## Importing Relevant Libraries for WebScraping and Setting up the DataFrame

In [2]:
from bs4 import BeautifulSoup
import requests
import pandas as pd

### I use BS to scrape the table from wikipedia

In [3]:
source = requests.get('https://en.wikipedia.org/wiki/List_of_postal_codes_of_Canada:_M').text
soup = BeautifulSoup(source, 'lxml')
table = soup.find('table', class_ = "wikitable sortable").tbody.text

### The scraped table information is in str format. Here I convert it to a Pandas Dataframe

In [4]:
table_list = [line.split('\n') for line in (table.split('\n\n'))]
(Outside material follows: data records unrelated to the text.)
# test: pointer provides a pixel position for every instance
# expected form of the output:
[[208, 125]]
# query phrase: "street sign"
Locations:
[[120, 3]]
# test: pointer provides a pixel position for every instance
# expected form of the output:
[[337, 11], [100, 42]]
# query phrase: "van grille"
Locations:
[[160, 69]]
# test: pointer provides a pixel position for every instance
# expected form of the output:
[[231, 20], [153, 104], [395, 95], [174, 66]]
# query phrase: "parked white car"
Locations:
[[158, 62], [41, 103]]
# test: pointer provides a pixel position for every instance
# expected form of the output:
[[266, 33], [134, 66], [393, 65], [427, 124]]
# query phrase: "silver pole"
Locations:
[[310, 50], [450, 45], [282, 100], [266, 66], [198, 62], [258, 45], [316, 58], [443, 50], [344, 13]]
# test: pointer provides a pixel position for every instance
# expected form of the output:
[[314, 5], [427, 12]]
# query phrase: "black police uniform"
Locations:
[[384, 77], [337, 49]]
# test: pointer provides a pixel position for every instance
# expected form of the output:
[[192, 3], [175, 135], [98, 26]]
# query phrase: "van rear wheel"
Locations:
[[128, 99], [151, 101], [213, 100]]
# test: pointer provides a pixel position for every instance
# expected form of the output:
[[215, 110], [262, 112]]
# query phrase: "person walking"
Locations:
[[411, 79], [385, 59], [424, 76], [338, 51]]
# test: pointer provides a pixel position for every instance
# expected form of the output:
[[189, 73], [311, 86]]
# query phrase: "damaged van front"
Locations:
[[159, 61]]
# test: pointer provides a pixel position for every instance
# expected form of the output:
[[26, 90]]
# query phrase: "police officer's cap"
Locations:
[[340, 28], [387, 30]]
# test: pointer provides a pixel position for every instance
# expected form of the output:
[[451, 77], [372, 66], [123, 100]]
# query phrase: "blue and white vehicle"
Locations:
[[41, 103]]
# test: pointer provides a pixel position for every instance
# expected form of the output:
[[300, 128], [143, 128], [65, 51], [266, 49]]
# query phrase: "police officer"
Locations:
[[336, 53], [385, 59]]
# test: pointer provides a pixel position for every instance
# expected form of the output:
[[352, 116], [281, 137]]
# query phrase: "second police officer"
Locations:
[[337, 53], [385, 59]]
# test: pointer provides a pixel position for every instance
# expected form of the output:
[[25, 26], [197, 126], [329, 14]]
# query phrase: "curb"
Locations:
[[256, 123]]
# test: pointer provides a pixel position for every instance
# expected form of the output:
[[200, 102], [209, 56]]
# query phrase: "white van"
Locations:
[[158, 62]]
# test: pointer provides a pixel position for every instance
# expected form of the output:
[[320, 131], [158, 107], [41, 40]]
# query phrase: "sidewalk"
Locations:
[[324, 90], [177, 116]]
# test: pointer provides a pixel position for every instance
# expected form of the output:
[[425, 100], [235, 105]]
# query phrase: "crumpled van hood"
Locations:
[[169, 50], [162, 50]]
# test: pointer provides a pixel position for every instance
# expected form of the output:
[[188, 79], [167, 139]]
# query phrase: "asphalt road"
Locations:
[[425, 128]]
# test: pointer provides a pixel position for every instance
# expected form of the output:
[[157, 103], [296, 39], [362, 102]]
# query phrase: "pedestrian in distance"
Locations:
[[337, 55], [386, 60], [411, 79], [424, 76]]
df = pd.DataFrame(table_list, columns = table_list[0])
df.drop([0,289], inplace= True)#I drop the first and last rows which are the table header and none, repectively

df.head()

Unnamed: 0,Unnamed: 1,Postcode,Borough,Neighbourhood
1,,M1A,Not assigned,Not assigned
2,,M2A,Not assigned,Not assigned
3,,M3A,North York,Parkwoods
4,,M4A,North York,Victoria Village
5,,M5A,Downtown Toronto,Harbourfront


### Table rows with unassigned Boroughs are dropped

In [5]:
na = df['Borough'] == "Not assigned"
df = df[~na].reset_index(drop = True)

In [6]:
df.shape

(211, 4)

In [7]:
df.head(10)

Unnamed: 0,Unnamed: 1,Postcode,Borough,Neighbourhood
0,,M3A,North York,Parkwoods
1,,M4A,North York,Victoria Village
2,,M5A,Downtown Toronto,Harbourfront
3,,M5A,Downtown Toronto,Regent Park
4,,M6A,North York,Lawrence Heights
5,,M6A,North York,Lawrence Manor
6,,M7A,Queen's Park,Not assigned
7,,M9A,Etobicoke,Islington Avenue
8,,M1B,Scarborough,Rouge
9,,M1B,Scarborough,Malvern


### I replace unassigned Neighborhoods with the name of the Borough

In [8]:
df['Neighbourhood'][df['Neighbourhood'] == "Not assigned"] = df['Borough'][df['Neighbourhood'] == "Not assigned"]

In [9]:
df.head(10)

Unnamed: 0,Unnamed: 1,Postcode,Borough,Neighbourhood
0,,M3A,North York,Parkwoods
1,,M4A,North York,Victoria Village
2,,M5A,Downtown Toronto,Harbourfront
3,,M5A,Downtown Toronto,Regent Park
4,,M6A,North York,Lawrence Heights
5,,M6A,North York,Lawrence Manor
6,,M7A,Queen's Park,Queen's Park
7,,M9A,Etobicoke,Islington Avenue
8,,M1B,Scarborough,Rouge
9,,M1B,Scarborough,Malvern


### Here, I aggregate the df based on Neighborhoods with similar Boroughs and Postcodes

In [10]:
df_grouped = df.groupby(['Postcode', 'Borough'], as_index = 0, sort = 0).agg(', '.join)

In [11]:
df_grouped.head()

Unnamed: 0,Postcode,Borough,Unnamed: 3,Neighbourhood
0,M3A,North York,,Parkwoods
1,M4A,North York,,Victoria Village
2,M5A,Downtown Toronto,",","Harbourfront, Regent Park"
3,M6A,North York,",","Lawrence Heights, Lawrence Manor"
4,M7A,Queen's Park,,Queen's Park


#### Dropping the column with the trailing commas

In [12]:
df_grouped.drop(columns='', inplace= True)

In [13]:
df_grouped.head()

Unnamed: 0,Postcode,Borough,Neighbourhood
0,M3A,North York,Parkwoods
1,M4A,North York,Victoria Village
2,M5A,Downtown Toronto,"Harbourfront, Regent Park"
3,M6A,North York,"Lawrence Heights, Lawrence Manor"
4,M7A,Queen's Park,Queen's Park


In [14]:
df_grouped.shape

(103, 3)